Wrong! Now hang on, don’t rush to the gym, go out for a jog, swim the channel. Consider first what is meant by the word ‘exercise’? Exercise is just physical activity, in all its forms!
The NHS categorizes physical activity into three. Moderate aerobic activity, vigorous aerobic activity and strength exercises that work all our major muscle groups. What’s the difference between moderate and vigorous aerobic activity? If we are performing vigorous activity then we shouldn’t be able to hold a conversation whilst we’re doing it, our breathing should be significantly faster, and we should need to pause for breath after speaking only a few words. If we can still chat, we’re not working hard enough
Walking the dog, cutting the grass, playing with the grandchildren all count as exercise. It doesn’t have to be a chore, just giving some thought as to how we can include more activity throughout our day will help, even just taking the stairs instead of the lift will be of benefit. It’s about maintaining quality of life, activity levels, independence and to do what we want to do!
So, as we age how much exercise is the right amount? Both the NHS and the World Health Organization (WHO) suggest older adults (over 65’s) should perform at least 150 minutes of moderate (75 minutes of vigorous) aerobic activity per week and strength exercises should be performed at least twice per week. That’s just over 20 minutes per day, by no means a huge amount but it is recommended that it should be performed in blocks of at least 10 minutes.

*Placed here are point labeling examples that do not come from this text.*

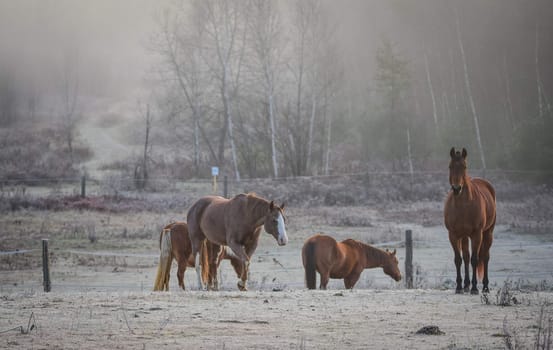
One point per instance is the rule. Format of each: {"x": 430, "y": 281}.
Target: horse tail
{"x": 165, "y": 260}
{"x": 309, "y": 265}
{"x": 204, "y": 262}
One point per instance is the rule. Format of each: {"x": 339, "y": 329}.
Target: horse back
{"x": 486, "y": 193}
{"x": 180, "y": 241}
{"x": 206, "y": 217}
{"x": 325, "y": 250}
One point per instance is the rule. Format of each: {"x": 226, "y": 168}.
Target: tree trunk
{"x": 469, "y": 93}
{"x": 434, "y": 111}
{"x": 409, "y": 156}
{"x": 273, "y": 134}
{"x": 328, "y": 138}
{"x": 226, "y": 102}
{"x": 538, "y": 77}
{"x": 310, "y": 135}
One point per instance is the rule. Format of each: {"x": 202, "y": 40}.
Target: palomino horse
{"x": 217, "y": 255}
{"x": 469, "y": 213}
{"x": 346, "y": 259}
{"x": 174, "y": 243}
{"x": 234, "y": 223}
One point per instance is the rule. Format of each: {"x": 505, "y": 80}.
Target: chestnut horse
{"x": 217, "y": 254}
{"x": 174, "y": 243}
{"x": 346, "y": 259}
{"x": 234, "y": 223}
{"x": 469, "y": 213}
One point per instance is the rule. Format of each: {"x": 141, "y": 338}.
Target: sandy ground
{"x": 101, "y": 293}
{"x": 294, "y": 319}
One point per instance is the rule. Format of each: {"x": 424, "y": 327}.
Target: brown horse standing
{"x": 235, "y": 223}
{"x": 469, "y": 213}
{"x": 346, "y": 259}
{"x": 174, "y": 243}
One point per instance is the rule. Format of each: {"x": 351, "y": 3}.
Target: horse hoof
{"x": 242, "y": 286}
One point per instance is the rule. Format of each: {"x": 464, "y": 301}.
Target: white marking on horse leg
{"x": 282, "y": 237}
{"x": 230, "y": 252}
{"x": 198, "y": 272}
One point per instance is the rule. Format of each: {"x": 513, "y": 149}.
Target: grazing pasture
{"x": 103, "y": 268}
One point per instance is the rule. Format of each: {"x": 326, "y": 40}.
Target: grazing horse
{"x": 225, "y": 253}
{"x": 174, "y": 243}
{"x": 234, "y": 223}
{"x": 469, "y": 213}
{"x": 346, "y": 259}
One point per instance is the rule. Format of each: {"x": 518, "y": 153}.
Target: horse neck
{"x": 470, "y": 187}
{"x": 258, "y": 208}
{"x": 375, "y": 257}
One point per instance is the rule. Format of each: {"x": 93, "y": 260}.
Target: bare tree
{"x": 266, "y": 31}
{"x": 180, "y": 45}
{"x": 469, "y": 92}
{"x": 70, "y": 94}
{"x": 431, "y": 89}
{"x": 223, "y": 28}
{"x": 141, "y": 169}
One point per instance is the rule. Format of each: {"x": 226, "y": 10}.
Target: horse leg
{"x": 455, "y": 244}
{"x": 487, "y": 240}
{"x": 213, "y": 283}
{"x": 325, "y": 276}
{"x": 196, "y": 244}
{"x": 475, "y": 241}
{"x": 180, "y": 272}
{"x": 466, "y": 260}
{"x": 243, "y": 281}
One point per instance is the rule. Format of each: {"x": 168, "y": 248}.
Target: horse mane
{"x": 256, "y": 204}
{"x": 470, "y": 186}
{"x": 367, "y": 249}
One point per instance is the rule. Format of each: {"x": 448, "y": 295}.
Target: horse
{"x": 234, "y": 223}
{"x": 469, "y": 213}
{"x": 225, "y": 253}
{"x": 174, "y": 243}
{"x": 345, "y": 259}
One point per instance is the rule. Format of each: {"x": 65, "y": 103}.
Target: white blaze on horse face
{"x": 282, "y": 237}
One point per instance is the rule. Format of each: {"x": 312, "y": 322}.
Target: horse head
{"x": 274, "y": 223}
{"x": 457, "y": 170}
{"x": 391, "y": 265}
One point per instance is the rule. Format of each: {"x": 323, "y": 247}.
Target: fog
{"x": 107, "y": 40}
{"x": 495, "y": 99}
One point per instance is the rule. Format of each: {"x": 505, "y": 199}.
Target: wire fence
{"x": 285, "y": 269}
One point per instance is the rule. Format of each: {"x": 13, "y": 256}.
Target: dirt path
{"x": 299, "y": 319}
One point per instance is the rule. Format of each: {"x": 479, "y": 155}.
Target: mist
{"x": 110, "y": 53}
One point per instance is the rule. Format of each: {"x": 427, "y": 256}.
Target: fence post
{"x": 409, "y": 259}
{"x": 83, "y": 186}
{"x": 45, "y": 266}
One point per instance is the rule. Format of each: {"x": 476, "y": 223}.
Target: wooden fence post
{"x": 409, "y": 259}
{"x": 83, "y": 186}
{"x": 45, "y": 266}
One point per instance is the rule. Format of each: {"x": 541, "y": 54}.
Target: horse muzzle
{"x": 457, "y": 189}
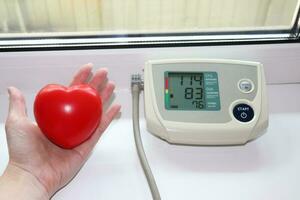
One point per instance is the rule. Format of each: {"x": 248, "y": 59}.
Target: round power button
{"x": 243, "y": 112}
{"x": 246, "y": 86}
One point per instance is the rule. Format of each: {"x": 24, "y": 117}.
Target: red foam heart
{"x": 68, "y": 116}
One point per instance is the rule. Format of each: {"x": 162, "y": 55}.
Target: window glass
{"x": 144, "y": 16}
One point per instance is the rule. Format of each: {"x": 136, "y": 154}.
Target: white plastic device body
{"x": 219, "y": 127}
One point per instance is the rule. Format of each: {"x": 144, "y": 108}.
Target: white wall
{"x": 29, "y": 71}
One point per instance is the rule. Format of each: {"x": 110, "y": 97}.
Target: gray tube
{"x": 139, "y": 145}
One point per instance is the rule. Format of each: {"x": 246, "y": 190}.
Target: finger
{"x": 17, "y": 107}
{"x": 82, "y": 75}
{"x": 99, "y": 78}
{"x": 107, "y": 92}
{"x": 85, "y": 148}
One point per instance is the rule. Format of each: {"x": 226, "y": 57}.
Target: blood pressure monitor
{"x": 205, "y": 102}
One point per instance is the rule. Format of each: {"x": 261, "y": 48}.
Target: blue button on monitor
{"x": 243, "y": 112}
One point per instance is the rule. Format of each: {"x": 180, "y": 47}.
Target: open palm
{"x": 31, "y": 151}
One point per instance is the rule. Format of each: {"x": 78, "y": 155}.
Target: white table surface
{"x": 265, "y": 169}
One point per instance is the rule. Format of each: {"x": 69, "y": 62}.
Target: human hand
{"x": 32, "y": 154}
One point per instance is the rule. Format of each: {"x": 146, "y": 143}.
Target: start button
{"x": 243, "y": 112}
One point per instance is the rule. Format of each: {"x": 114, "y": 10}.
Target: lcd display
{"x": 191, "y": 91}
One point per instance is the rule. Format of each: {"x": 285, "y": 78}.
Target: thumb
{"x": 17, "y": 107}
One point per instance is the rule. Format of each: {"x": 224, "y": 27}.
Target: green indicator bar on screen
{"x": 167, "y": 99}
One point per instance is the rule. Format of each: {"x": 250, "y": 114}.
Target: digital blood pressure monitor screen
{"x": 192, "y": 91}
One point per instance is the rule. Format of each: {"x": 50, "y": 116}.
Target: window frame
{"x": 88, "y": 40}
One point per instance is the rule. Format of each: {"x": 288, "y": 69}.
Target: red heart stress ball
{"x": 68, "y": 116}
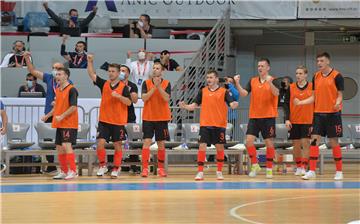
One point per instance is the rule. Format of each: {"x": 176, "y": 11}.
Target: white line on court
{"x": 235, "y": 215}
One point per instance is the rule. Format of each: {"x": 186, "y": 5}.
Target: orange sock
{"x": 305, "y": 162}
{"x": 161, "y": 158}
{"x": 270, "y": 154}
{"x": 220, "y": 159}
{"x": 62, "y": 161}
{"x": 337, "y": 157}
{"x": 252, "y": 154}
{"x": 314, "y": 154}
{"x": 101, "y": 153}
{"x": 201, "y": 160}
{"x": 70, "y": 158}
{"x": 117, "y": 159}
{"x": 145, "y": 154}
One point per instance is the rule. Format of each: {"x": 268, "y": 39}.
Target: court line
{"x": 118, "y": 186}
{"x": 235, "y": 215}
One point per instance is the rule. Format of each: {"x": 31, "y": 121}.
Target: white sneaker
{"x": 61, "y": 175}
{"x": 300, "y": 172}
{"x": 269, "y": 173}
{"x": 102, "y": 170}
{"x": 309, "y": 175}
{"x": 71, "y": 175}
{"x": 115, "y": 173}
{"x": 339, "y": 175}
{"x": 199, "y": 176}
{"x": 255, "y": 168}
{"x": 219, "y": 175}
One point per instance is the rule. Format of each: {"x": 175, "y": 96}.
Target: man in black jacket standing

Putting aside all the positive PR, what are the benefits of exercise? Dr Hugh Bethell, Research Director at the Basingstoke and Alton Cardiac Rehabilitation Centre states that ‘The importance of exercise for older people is great. Exercise delays the onset of a variety of diseases, increases performance and quality of life, reduces dependency and prolongs life. It is said it can even improve one’s mood, I am not sure my wife would agree.
As **Boldies**, just remember that doing something is always better than doing nothing. So, let’s get moving and be ‘Alive And Kicking In Later Life’.